The audience responded. ‘Roger.’

Campo grinned at Black. ‘This is cool shit, man. Like we Navy Seals all of a sudden.’

Cole slapped the map where the Ministry was. ‘I consider it our privilege to be handed this mission. So let’s make it good.’

16

Bazargan, Northern Iran

They all stared at the carnage. Vladimir spoke first, to Gregorin.

‘Well at least you downed the hangmen.’

‘And it didn’t rain.’

No situation had ever been too bad for Vladimir to extract some sliver of humour from, however grim. But it failed to raise so much as a smile. Eventually all eyes settled on Dima. He was rigid with silent rage.

‘Do what you can. Let’s get down there. I’m going after Shenk’s scanner.’

The smoke swirled around them, an acrid mixture of burnt fuel, rubber and flesh. The high walls had trapped the inferno, containing and concentrating the heat like a coffee pot. For several seconds, as the flames found the ammunition that hadn’t erupted, there were smaller explosions and blasts of flame.
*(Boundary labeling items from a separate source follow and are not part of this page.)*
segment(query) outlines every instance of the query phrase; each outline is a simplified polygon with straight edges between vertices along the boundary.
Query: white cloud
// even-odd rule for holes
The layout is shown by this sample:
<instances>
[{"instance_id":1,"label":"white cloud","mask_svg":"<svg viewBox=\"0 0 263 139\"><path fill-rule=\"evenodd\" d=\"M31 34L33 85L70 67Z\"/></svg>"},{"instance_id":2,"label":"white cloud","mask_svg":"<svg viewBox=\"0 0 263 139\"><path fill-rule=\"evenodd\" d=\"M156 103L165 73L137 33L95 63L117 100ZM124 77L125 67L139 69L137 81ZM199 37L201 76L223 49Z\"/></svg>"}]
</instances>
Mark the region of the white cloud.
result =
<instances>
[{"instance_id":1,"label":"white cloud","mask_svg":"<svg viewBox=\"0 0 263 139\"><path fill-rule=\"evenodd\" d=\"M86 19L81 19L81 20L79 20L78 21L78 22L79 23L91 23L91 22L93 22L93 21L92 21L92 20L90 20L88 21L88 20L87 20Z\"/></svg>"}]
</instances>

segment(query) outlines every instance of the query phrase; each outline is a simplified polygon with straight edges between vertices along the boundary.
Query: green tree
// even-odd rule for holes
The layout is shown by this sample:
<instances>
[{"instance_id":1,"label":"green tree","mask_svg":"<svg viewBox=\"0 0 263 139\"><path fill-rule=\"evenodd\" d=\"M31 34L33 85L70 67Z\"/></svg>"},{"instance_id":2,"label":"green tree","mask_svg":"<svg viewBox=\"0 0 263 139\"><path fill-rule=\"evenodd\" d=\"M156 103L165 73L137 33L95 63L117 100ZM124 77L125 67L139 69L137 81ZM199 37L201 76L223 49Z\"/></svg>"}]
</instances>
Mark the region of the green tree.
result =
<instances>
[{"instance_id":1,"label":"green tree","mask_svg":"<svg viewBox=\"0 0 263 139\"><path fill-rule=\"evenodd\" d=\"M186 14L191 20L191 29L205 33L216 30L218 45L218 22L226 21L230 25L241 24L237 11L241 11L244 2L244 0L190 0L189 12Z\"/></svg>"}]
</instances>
Dima’s first thought, one that came to him all too often, was: How can it ever be claimed that these men did not die in vain? Those who died defending Moscow from Hitler, they did not die in vain, nor did those who fell in the battle for Berlin. The Soviet troops in Afghanistan? When he was too old to do this any more, he promised himself he would write a book analysing Russian military disasters great and small. Better get on with it, Kroll had said. It could take you some time to get through them all.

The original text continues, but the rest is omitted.